Hi, Not sure this is the right forum to ask this question, but I’ve been trying in vain to find some example code that saves slices of a NIfTI file into JPG format. More specifically I’m trying to get the middle axial slices as JPG slices to feed into a convolutional neural network.

Thanks…

#2

This snippet of R code will do it:

library(oro.nifti); # for readNIfTI()

in.img <- readNIfTI(“c:/Users/USER/Downloads/conteMNI_transformed.nii.gz”, reorient=FALSE); # any input nifti; this is from https://www.dropbox.com/s/e61lrwn76ydwtji/conteMNI_transformed.nii.gz?dl=0

jpeg(“d:/temp/slice.jpg”); # path and name of jpeg to create

image(in.img[,29], col=gray(0:64/64), xlab="", ylab="", axes=FALSE, useRaster=TRUE); # draw slice k=29

dev.off(); # release the jpeg image file

#3

Thank you!
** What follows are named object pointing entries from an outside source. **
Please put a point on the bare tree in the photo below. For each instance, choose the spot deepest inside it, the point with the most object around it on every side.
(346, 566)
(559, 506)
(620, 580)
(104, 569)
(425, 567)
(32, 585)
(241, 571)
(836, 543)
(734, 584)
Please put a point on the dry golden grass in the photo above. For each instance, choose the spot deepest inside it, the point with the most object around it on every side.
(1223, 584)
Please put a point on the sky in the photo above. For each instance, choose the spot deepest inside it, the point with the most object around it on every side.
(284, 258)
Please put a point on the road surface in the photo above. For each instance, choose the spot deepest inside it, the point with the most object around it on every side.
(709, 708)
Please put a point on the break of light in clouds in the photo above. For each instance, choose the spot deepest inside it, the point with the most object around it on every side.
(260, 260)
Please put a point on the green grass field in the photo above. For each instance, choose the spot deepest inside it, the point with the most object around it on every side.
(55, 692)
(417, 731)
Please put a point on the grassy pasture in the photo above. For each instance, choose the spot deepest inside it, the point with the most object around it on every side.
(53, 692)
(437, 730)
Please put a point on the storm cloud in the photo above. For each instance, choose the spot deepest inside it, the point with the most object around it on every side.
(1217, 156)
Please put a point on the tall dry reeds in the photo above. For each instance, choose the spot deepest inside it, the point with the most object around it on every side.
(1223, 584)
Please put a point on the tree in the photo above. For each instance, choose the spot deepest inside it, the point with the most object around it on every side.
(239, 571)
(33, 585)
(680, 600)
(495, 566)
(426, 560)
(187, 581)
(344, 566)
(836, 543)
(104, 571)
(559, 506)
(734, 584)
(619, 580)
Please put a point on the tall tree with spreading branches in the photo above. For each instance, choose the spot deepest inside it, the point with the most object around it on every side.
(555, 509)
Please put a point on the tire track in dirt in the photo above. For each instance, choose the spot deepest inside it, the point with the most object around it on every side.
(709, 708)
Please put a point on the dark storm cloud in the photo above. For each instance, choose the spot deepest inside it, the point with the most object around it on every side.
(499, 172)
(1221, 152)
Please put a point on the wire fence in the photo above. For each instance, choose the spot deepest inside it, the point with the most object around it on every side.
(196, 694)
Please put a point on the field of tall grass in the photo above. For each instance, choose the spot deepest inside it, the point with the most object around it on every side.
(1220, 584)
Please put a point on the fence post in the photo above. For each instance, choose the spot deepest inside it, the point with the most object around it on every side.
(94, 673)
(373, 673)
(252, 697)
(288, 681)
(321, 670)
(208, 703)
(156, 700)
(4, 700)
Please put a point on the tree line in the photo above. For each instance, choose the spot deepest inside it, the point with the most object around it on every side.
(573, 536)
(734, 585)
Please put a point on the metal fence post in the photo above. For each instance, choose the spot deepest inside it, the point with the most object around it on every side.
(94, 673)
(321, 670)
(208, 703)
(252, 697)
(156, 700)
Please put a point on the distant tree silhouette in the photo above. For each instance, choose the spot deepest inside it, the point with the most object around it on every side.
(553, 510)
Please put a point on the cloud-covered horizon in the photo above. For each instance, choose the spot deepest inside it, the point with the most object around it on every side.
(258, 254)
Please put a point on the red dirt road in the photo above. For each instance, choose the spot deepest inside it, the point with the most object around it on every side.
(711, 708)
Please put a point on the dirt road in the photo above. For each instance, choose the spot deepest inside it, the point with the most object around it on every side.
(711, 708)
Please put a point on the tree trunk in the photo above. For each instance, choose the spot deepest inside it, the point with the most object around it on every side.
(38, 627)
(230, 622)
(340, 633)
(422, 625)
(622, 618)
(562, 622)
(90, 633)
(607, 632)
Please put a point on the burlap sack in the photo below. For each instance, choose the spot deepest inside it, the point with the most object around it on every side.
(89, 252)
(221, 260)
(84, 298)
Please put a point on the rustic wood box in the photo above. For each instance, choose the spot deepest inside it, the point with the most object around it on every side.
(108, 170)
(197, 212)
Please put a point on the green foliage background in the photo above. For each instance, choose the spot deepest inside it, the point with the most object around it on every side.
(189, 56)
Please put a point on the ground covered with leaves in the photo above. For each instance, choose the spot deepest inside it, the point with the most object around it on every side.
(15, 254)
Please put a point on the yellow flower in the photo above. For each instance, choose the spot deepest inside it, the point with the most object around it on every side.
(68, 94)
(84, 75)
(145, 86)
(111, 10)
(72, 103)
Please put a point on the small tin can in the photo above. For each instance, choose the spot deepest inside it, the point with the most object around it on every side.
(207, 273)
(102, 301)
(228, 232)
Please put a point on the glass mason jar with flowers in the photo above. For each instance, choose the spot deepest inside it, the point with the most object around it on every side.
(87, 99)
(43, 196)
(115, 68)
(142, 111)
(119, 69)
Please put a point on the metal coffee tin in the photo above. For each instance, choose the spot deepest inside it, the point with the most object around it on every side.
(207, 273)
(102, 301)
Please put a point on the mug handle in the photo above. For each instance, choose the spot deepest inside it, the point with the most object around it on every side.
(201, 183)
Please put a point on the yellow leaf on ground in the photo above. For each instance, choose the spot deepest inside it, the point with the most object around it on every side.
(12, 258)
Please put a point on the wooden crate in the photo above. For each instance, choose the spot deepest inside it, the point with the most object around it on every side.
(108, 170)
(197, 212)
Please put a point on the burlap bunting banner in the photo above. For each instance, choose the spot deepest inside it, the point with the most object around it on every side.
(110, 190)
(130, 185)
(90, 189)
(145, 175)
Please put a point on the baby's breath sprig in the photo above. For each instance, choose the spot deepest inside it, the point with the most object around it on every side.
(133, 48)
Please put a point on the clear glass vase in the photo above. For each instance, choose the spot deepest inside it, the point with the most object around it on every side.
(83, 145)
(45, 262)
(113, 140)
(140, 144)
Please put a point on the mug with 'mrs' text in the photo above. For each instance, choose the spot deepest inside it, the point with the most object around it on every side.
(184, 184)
I’ll give that a go.
Kind regards.

#4

I would be very cautious analyzing medical images that have been converted to JPG format. 3 concerns jump immediately to mind. First, JPEG only support 8-bit precision, whereas modern scanners use 16-bit ADC. A large fMRI signal may be only a fraction of this range (e.g. 1-2%), so downsampling the data is a concern. For CT scans (where intensity is calibrated), you could select a specific window center and width (brightness and contrast) to just select soft tissue. However, most image intensity is relative for most MRI sequences and homogeneity issues make it hard to select a global downsampling. A second issue with JPEG is that it is inherently lossy, with blocking artifacts and compression tricks that are intentionally designed to be hard for the human eye to spot. A third issue is that MRI scans have a lot of information that can be leveraged by retaining 3D spatial information that can be lost when only looking at 2D slices. I understand that a lot of neural networks have been tuned for JPEG, as this is a common format on the web for sharing photographs. However, I do think it is worth preserving the richness of your dataset if you want to have the best performance for machine learning.